Even with stocks grinding higher, treasuries don't seem to care as the Market Profile high mode reigns in the market and stocks vs 10yr yields diverge further.




Maybe i should trade from a black room with no news feeds whatsoever.  I think there might be something there.

govttrader out....

Given the strength in stocks today, i'm sitting out

This stock / EUR strength might shift the mode downward...so i'll wait for more information before trading today...which might mean not trading at all.

govttrader out...

ECB Said to Get Sole Power Over Banking Licenses in EU Commission Proposal

This story is the only one that matters for the moment.  If this proposal goes thru, then Germany will lose its ability to veto giving the ESM or EFSF or any other entity a banking license.  I imagine this is the real reason this proposal was created in the first place.  This would allow the ECB to print euros with zero constraint.  If this passes, I would hope Germany would simply leave the euro and say "to hell with all of you bastards."
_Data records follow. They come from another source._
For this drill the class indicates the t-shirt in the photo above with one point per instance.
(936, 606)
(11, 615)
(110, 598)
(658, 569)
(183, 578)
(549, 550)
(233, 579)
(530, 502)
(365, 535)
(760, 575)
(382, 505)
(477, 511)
This story is the reason for the EUR to rally 100 pips this morning, ES to rally 10 points, and US Treasuries to selloff 3bps.  I imagine that the next news cycle will be Germany attempting to counter this proposal...and I of course have no idea regarding the legal standing for the ECB to assume this kind of banking license power. 

So, what does Market Profile say?  Well, the mode in ZNU2 is still 134-04+, and Market profile would expect the mode to reign in the market...but with today expected to be a low volume day with Labor Day weekend just ahead, its hard to say.  I would cut all my unit sizes in half for today, just to play it safe.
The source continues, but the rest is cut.